Robert Walsh (diplomat)
Robert Walsh, Jr. (1785 – February 7, 1859) was a publicist and diplomat. He was born in Baltimore, Maryland.
He was one of the first students entered at Georgetown College, graduated in 1801 and began his law course. During a two years' tour of Europe he contributed several articles on the institutions and laws of the United States to the Paris and London papers.
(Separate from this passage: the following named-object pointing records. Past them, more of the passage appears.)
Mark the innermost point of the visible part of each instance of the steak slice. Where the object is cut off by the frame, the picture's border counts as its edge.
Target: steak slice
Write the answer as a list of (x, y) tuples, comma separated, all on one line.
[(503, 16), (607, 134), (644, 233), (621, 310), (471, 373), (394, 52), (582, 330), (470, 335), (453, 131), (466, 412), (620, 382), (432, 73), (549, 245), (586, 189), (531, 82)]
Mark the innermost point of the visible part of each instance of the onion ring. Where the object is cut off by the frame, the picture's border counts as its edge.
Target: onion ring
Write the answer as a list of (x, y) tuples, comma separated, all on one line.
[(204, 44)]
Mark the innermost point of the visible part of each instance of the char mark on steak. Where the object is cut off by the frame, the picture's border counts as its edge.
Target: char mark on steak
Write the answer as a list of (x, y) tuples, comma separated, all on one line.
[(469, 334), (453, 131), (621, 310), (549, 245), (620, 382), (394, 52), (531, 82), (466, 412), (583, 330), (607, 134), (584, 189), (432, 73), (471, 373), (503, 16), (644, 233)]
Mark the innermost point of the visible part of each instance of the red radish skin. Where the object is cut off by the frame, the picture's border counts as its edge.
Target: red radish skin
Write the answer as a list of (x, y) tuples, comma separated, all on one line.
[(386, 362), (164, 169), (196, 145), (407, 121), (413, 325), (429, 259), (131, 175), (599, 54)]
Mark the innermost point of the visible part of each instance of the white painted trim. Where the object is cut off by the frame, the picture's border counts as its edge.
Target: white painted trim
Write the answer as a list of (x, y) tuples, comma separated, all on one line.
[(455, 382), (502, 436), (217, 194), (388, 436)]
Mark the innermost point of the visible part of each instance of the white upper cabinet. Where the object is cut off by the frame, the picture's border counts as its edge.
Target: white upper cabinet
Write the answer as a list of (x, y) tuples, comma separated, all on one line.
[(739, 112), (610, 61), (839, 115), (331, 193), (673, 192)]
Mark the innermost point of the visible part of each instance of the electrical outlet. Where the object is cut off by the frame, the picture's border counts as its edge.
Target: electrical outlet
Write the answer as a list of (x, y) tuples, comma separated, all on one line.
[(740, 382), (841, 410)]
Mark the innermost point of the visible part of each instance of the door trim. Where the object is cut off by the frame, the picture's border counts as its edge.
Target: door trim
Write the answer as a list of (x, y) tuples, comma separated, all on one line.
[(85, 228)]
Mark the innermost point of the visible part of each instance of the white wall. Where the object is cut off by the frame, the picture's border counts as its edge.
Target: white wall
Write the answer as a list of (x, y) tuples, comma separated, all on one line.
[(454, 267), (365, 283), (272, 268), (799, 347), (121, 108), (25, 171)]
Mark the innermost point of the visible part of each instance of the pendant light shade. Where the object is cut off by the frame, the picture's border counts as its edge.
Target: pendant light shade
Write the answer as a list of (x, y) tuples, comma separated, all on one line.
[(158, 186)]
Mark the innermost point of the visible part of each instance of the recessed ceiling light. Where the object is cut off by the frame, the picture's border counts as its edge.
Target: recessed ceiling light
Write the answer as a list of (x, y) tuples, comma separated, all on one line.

Returning to the United States in 1808 he was admitted to the Bar, and in 1811 established at Philadelphia the "American Review of History and Politics", the first American quarterly review. Thereafter he devoted himself entirely to literature. His "Appeal from the Judgment of Great Britain respecting the United States" (1819), an important contribution to the political literature of the era, obtained for him the thanks of the Pennsylvania legislature. The "Appeal" was important also for attacking the anti-American tone of the British periodicals, The Quarterly Review and The Edinburgh Review and for exposing the hypocritical attitude of the British government towards its critique of slavery in America. He founded (1821) and until 1836 edited the Philadelphia "National Gazette", a paper devoted to politics, science, letters, and the fine arts. Lord Jeffrey said of his "Letters on the Genius and Disposition of the French Government": "We must learn to love the Americans when they send us such books as this" ("Edinburgh Review", 1853, 799). He published two volumes of essays, entitled "Didactics", in 1836.
For health reasons, Walsh moved to Paris in 1837. His house was the popular rendezvous of the learned and distinguished men of France. From 1844 to 1851 he was Consul General of the United States in Paris. Walsh remained in Paris until his death. At his death a writer declared him to be "the literary and intrinsical link between Jefferson, Madison and Hamilton and the men of the present day" (1859).